An Unsocial Socialist eBook

This eBook from the Gutenberg Project consists of approximately 342 pages of information about An Unsocial Socialist.

An Unsocial Socialist eBook

This eBook from the Gutenberg Project consists of approximately 342 pages of information about An Unsocial Socialist.

“Miss Wilson won’t let you.  It’s trespassing.”

“What matter!  Nobody lives in it, and the gate is off its hinges.  I only want to stand under the veranda—­not to break into the wretched place.  Besides, the landlord knows Miss Wilson; he won’t mind.  There’s a drop.”

Miss Carpenter looked up, and immediately received a heavy raindrop in her eye.

“Oh!” she cried.  “It’s pouring.  We shall be drenched.”

Agatha stopped, and the column broke into a group about her.

“Miss Wilson,” she said, “it is going to rain in torrents, and Jane and I have only our shoes on.”

Miss Wilson paused to consider the situation.  Someone suggested that if they hurried on they might reach Lyvern before the rain came down.

“More than a mile,” said Agatha scornfully, “and the rain coming down already!”

Someone else suggested returning to the college.

“More than two miles,” said Agatha.  “We should be drowned.”

“There is nothing for it but to wait here under the trees,” said Miss Wilson.

“The branches are very bare,” said Gertrude anxiously.  “If it should come down heavily they will drip worse than the rain itself.”

“Much worse,” said Agatha.  “I think we had better get under the veranda of the old chalet.  It is not half a minute’s walk from here.”
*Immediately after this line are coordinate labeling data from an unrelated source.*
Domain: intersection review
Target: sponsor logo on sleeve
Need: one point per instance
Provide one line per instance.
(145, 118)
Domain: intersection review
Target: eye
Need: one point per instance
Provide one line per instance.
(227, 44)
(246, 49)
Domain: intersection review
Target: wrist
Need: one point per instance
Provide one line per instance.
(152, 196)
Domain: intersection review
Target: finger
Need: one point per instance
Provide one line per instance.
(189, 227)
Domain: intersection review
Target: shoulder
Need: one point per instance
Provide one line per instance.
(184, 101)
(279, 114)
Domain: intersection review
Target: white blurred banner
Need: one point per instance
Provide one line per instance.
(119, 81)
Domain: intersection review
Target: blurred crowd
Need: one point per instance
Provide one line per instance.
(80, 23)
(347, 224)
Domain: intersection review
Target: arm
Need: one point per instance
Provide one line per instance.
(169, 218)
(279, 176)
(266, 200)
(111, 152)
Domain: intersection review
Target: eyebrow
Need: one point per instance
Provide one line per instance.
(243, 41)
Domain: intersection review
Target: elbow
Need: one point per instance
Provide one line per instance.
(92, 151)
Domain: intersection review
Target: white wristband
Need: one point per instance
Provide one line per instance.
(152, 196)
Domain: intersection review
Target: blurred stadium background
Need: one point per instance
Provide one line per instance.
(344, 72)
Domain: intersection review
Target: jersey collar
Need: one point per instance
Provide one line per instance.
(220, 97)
“But we have no right—­” Here the sky darkened threateningly.  Miss Wilson checked herself and said, “I suppose it is still empty.”

“Of course,” replied Agatha, impatient to be moving.  “It is almost a ruin.”

“Then let us go there, by all means,” said Miss Wilson, not disposed to stand on trifles at the risk of a bad cold.

They hurried on, and came presently to a green hill by the wayside.  On the slope was a dilapidated Swiss cottage, surrounded by a veranda on slender wooden pillars, about which clung a few tendrils of withered creeper, their stray ends still swinging from the recent wind, now momentarily hushed as if listening for the coming of the rain.  Access from the roadway was by a rough wooden gate in the hedge.  To the surprise of Agatha, who had last seen this gate off its hinges and only attached to the post by a rusty chain and padlock, it was now rehung and fastened by a new hasp.  The weather admitting of no delay to consider these repairs, she opened the gate and hastened up the slope, followed by the troop of girls.  Their ascent ended with a rush, for the rain suddenly came down in torrents.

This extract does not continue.